I’m the youngest of 8 children, and more time than not I was always getting someone mad at me. My mother was one of five girls Grandpa had. He had no sons, so my Mom and her sisters were all country girl tom boys who could rough it with the best of men. My grandparents lived in Gallatin Gateway Montana, but I was raised in Duluth Minnesota. However, we would travel to Montana in the Summer at times to visit the Grandparents. The Summer that stands out the most in my memory was the Summer of 1964. Like every visit, we all went to Yellowstone Park.
As awesome as the many sites were, the place that stands out the most in my memory was the famous Fishing Bridge. Now this was almost 10 years before they made it illegal to fish off that bridge, and I’m sure I probably contributed to the many reason they decided they would no loner allow people to fish off that bridge. The Fishing Bridge goes over a portion of the Yellowstone River as it enters Yellowstone Lake. I remember that day like it was yesterday. Like in the picture above, there was a lot of people fishing off the bridge that day. Poor Grandpa, if he knew what was going to happen, he never would have taken us fishing there, or at least he never would have put a fishing rod in my hand, because little did he know the trouble I would cause.
The trouble happened shortly after he baited my hook with a worm. I remember how eager I was to cast that line over the railing. With my rod in hand I nudged myself in between a couple of people and I got right to the railing. I looked out at the river and beyond as it meandered into the lake and flung my line with pride. I’ll tell you it was elbow to elbow people, but the way I cast that line it was if I was the only one out there. Next thing I know I felt a tug on my line. I start yelling, “I got one, I got one. Grandpa, I got one.”
Next thing I know people are yelling, cussing, and looking at me with such anger I thought I was going to be killed. I then felt a hand reaching around me from the crowd, snatching my pole right out of my hands. I yell out, “Hey, give it back that’s my fish.” Then I heard a familiar voice that was not real happy. I look up and Grandpa had this mean scowl on his face that made me feel like I wanted to slink away and just become invisible.
Grandpa was apologizing as people were yelling, and then someone grabbed me by my shirt collar and pulled me away from the angry crowd. I looked and it was my Mom, and all I heard was, “Clarence, what did you do?” Now I know everyone knows me as Chuck today, but my birth name is Clarence, because I was named after my Grandfather Clarence Carpenter. On that day I’m convinced he was no longer proud that I was named after him. It wasn’t until many years later I started going by Chuck. Well, that is another story I may share one day. Anyway, it seems that in my eagerness to cast my line for a fish, my cast went kind of sideways over the lines of about 15 or 20 other lines. OH, the fish I thought I caught? Well it was actually the tension created by all those lines I got tangles up in.
I’m guessing that if you went diving under that bridge today, you will probably find mine, and everyone else’s lines all in a tangled mess down there, because the only thang Grandpa could do was have everyone cut their lines.
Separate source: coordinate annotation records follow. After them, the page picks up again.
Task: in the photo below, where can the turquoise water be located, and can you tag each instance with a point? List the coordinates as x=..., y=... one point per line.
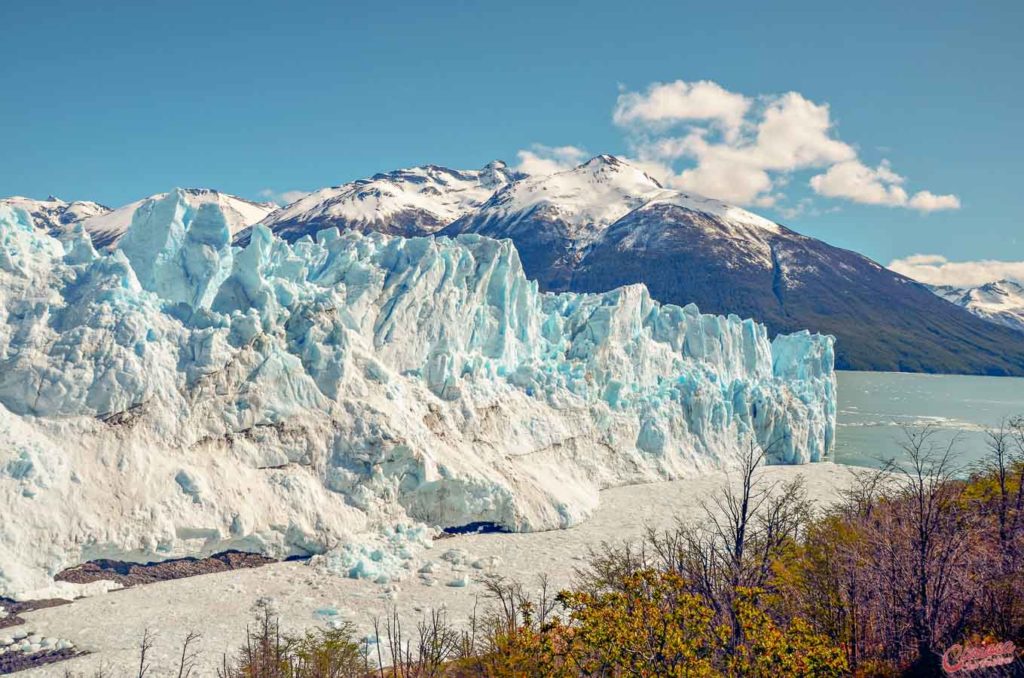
x=873, y=406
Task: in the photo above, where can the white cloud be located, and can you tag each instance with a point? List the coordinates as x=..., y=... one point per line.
x=741, y=150
x=926, y=201
x=548, y=160
x=666, y=103
x=936, y=269
x=856, y=181
x=283, y=197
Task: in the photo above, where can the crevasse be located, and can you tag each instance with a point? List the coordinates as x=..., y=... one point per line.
x=182, y=396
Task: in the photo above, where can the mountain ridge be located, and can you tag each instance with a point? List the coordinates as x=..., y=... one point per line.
x=606, y=222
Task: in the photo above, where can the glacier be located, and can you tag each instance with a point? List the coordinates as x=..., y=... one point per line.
x=179, y=395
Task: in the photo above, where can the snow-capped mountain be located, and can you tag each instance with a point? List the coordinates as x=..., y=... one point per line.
x=606, y=223
x=555, y=220
x=1001, y=301
x=54, y=214
x=107, y=228
x=178, y=395
x=409, y=202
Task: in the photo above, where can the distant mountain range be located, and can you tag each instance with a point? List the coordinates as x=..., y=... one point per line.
x=606, y=223
x=1001, y=301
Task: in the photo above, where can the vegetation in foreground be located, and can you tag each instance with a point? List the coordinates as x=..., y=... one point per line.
x=915, y=559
I don’t remember much more about that Montana trip, other than the way I was accused of ruining everyone else’s fun. As i stated in the beginning, I am the youngest of 8 children, it seems like I was always ruining someones day.
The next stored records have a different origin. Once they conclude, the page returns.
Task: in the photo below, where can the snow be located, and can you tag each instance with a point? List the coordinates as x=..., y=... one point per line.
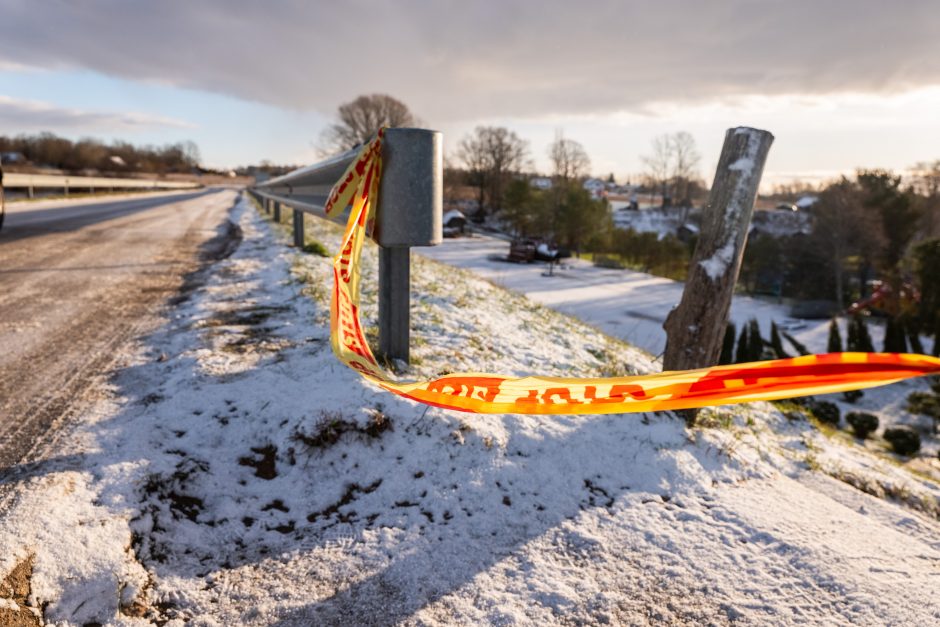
x=190, y=490
x=744, y=164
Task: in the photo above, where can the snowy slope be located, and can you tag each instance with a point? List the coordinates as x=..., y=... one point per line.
x=237, y=474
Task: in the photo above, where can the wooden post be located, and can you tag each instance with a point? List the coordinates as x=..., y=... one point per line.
x=696, y=327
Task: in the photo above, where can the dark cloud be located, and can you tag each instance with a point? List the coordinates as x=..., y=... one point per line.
x=30, y=115
x=458, y=60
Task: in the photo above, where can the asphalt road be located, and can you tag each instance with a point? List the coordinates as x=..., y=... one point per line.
x=78, y=282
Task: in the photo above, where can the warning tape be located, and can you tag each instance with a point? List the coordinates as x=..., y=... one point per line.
x=493, y=394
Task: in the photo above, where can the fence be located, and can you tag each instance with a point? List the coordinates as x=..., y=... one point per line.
x=31, y=182
x=409, y=213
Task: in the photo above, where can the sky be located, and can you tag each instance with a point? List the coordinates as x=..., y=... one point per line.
x=841, y=84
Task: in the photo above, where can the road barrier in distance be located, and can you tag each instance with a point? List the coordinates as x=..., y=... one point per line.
x=409, y=213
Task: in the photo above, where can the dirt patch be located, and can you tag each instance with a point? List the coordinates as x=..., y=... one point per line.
x=14, y=593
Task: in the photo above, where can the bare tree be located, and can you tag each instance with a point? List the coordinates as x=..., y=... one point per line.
x=843, y=228
x=491, y=154
x=659, y=165
x=361, y=118
x=568, y=157
x=685, y=162
x=673, y=165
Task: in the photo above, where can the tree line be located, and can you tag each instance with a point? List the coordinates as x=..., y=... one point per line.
x=874, y=226
x=51, y=151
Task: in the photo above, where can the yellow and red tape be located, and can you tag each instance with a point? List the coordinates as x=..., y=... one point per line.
x=493, y=394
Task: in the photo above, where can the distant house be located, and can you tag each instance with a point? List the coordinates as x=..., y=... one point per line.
x=687, y=232
x=540, y=182
x=455, y=223
x=806, y=202
x=12, y=157
x=597, y=187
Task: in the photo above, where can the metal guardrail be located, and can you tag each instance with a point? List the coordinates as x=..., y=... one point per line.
x=409, y=213
x=31, y=182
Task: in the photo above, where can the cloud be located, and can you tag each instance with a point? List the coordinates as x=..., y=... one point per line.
x=453, y=60
x=26, y=115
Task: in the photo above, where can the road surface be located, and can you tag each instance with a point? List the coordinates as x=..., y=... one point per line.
x=78, y=281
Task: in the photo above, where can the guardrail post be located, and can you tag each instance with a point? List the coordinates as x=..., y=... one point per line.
x=298, y=228
x=395, y=302
x=409, y=214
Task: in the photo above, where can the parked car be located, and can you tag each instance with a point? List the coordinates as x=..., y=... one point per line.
x=522, y=250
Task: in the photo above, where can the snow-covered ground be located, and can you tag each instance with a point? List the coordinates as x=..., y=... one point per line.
x=667, y=221
x=236, y=473
x=623, y=303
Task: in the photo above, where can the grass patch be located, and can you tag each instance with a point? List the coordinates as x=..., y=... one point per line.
x=331, y=427
x=315, y=248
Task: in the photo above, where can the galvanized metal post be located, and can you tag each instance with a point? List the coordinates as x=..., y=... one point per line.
x=409, y=214
x=298, y=228
x=394, y=302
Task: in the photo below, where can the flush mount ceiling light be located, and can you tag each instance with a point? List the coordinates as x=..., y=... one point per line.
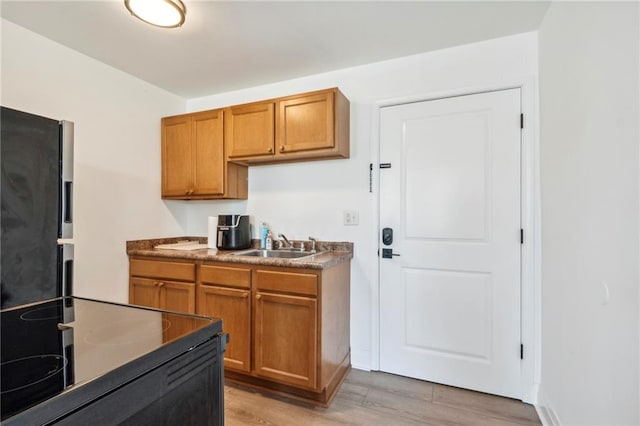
x=161, y=13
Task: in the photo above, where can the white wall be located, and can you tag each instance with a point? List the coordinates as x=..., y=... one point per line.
x=589, y=103
x=117, y=151
x=306, y=199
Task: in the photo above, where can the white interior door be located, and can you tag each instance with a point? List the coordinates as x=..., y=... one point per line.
x=450, y=295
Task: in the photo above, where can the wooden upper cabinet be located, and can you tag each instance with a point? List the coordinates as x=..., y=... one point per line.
x=249, y=130
x=193, y=160
x=307, y=126
x=306, y=123
x=207, y=140
x=177, y=170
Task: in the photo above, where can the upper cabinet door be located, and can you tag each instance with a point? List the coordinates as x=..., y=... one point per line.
x=249, y=130
x=207, y=139
x=306, y=123
x=177, y=171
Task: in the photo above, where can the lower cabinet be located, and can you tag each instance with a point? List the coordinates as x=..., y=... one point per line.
x=225, y=293
x=285, y=338
x=288, y=327
x=155, y=284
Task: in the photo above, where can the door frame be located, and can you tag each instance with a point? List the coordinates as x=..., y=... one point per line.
x=530, y=299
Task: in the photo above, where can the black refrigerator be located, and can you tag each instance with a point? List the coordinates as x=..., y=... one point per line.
x=36, y=155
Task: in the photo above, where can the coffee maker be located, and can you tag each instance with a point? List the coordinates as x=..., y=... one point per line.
x=234, y=232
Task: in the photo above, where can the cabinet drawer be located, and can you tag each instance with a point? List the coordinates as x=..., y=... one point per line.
x=286, y=282
x=232, y=277
x=162, y=269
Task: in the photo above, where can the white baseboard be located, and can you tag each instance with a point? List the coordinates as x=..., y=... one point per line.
x=545, y=410
x=361, y=359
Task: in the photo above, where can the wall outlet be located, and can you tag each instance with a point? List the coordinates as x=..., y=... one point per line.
x=350, y=217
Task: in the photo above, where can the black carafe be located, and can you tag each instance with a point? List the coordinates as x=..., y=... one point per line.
x=234, y=232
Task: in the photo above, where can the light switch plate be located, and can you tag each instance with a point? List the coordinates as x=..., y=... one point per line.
x=351, y=217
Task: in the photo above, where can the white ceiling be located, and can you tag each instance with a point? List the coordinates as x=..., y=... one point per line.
x=225, y=46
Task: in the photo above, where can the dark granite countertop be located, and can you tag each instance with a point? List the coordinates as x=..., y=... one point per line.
x=328, y=253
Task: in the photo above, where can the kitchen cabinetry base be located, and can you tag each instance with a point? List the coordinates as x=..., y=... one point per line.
x=322, y=398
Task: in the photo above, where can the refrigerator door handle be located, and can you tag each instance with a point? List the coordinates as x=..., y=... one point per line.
x=67, y=270
x=66, y=194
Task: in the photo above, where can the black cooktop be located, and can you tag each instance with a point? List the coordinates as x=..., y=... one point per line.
x=54, y=348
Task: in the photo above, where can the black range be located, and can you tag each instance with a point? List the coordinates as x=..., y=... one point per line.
x=71, y=360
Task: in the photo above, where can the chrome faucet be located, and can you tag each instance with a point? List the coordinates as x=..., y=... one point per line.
x=289, y=245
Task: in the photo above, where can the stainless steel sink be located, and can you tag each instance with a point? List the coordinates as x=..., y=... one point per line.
x=281, y=254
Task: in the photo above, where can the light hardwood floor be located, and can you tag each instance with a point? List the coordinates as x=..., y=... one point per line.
x=374, y=398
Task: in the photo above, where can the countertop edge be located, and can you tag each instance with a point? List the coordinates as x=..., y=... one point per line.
x=330, y=254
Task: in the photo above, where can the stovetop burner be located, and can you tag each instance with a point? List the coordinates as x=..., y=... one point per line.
x=34, y=369
x=54, y=348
Years later in 1979 when I was moving my family to California for a job, we stopped in Montana on our way so my children could meet their great-grandparents. While spending a week with them me and Grandpa went into the Gallatin River that flows right behind his property that is on the shoreline of the Gallatin Gateway. As we walked into the water, the first thing Grandpa said to me was, “stay over there, and don’t cast my way.” I looked at him and he had this big grin on his face as he added, “You thought I forgot, didn’t you?” It made my heart feel good that while I ruined his day many years ago, he now looked back at that time with fondness.
OH, the stories I could tell that he shared with me in his late years. Like the time when he and some friends redirected the flow of 4 corners hot spring when he was 14. He got in big trouble with the people who owned the hot springs shack. I guess he was always getting into trouble as a youngster when he was youngster also.